Here is my second KDE estimate and the following figure.
#Load 40km RAP Grid
f = np.load("/Users/andrewlyons/Downloads/pperf_grid_template.npz")
lon,lat = f['lon'], f['lat']
f.close()
#grid = np.zeros_like(lon)
#NDFD = pj.Proj("+proj=lcc +lat_1=25 +lat_2=25 +lon0=-95 +x_0=0 +y_0=0 +ellps=WGS84 #+datum=WGS84 +units=m +no_defs")
#X,Y = NDFD(lon,lat)
#data_crs= ccrs.LambertConformal(central_longitude=-95.0, central_latitude=25.0)
proj = ccrs.PlateCarree()
fig = plt.figure(figsize=(12, 10))
ax = fig.add_subplot(1, 1, 1, projection=proj)
# the extents of any plotted data
ax.set_extent([-125,-61,22, 49])
states_provinces = cfeature.NaturalEarthFeature(
category='cultural',
name='admin_1_states_provinces_lines',
scale='50m',
facecolor='none')
data = qlcs03
k = kde.gaussian_kde([data['slon'],data['slat']])
#set 40km grid
xi,yi =lon,lat
zi = k(np.vstack([xi.flatten(), yi.flatten()]))
# Make the plot
#Scale factor
zi=(zi*(1600*(10/9)))
c =ax.contourf(xi, yi, zi.reshape(xi.shape),colors='k',levels=[0.5,1,2,3,4,5,6,7,8],alpha=0.17,transform=proj)
cs = ax.contour(xi, yi, zi.reshape(xi.shape),colors='k',levels=[0.5,1,2,3,4,5,6,7,8],linewidths=2.5,transform=proj,zorder=9)
ax.clabel(cs, fontsize=16, inline=False, colors ='r')

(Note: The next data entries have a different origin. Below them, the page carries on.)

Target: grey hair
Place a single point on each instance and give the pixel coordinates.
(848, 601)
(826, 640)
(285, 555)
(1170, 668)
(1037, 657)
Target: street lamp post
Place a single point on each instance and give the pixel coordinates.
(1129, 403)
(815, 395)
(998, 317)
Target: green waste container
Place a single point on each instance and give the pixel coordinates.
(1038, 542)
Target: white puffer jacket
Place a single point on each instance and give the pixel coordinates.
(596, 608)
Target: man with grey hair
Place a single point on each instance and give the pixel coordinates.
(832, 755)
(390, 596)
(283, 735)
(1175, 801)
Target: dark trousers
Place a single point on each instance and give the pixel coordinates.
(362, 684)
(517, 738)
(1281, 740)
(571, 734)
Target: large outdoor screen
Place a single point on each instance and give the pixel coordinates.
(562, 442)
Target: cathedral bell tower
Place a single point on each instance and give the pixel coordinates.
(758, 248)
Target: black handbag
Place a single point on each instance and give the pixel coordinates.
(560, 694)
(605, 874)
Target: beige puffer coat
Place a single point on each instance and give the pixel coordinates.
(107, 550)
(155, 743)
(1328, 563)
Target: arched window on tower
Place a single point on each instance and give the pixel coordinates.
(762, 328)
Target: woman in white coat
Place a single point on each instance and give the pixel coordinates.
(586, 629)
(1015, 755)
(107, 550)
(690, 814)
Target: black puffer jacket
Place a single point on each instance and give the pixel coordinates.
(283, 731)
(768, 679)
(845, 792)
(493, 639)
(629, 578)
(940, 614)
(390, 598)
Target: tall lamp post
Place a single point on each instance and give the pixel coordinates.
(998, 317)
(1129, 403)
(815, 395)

ax.scatter(data['slon'],data['slat'],color ='k',marker = '.',s=0.1)
ax.add_feature(cfeature.BORDERS)
ax.add_feature(states_provinces)
ax.add_feature(cfeature.LAND,facecolor ='white')
ax.add_feature(cfeature.COASTLINE,zorder=11)
ax.add_feature(cfeature.OCEAN,facecolor='white',zorder=10)
#plt.colorbar(c)
#plt.colorbar(cs)
plt.title("Convective Mode KDE Test QLCS Tor 2003-2011 events per decade 40km grid N="+str(len(data)))
plt.show()
For anyone stumbling across this, I believe I found the answer. After talking with the authors, I think their original manuscript had an error. The original estimate was multiplied by the wrong scale factor which resulted in a density of events per year not per decade. Thus, my plot is most likely correct. I will close this thread.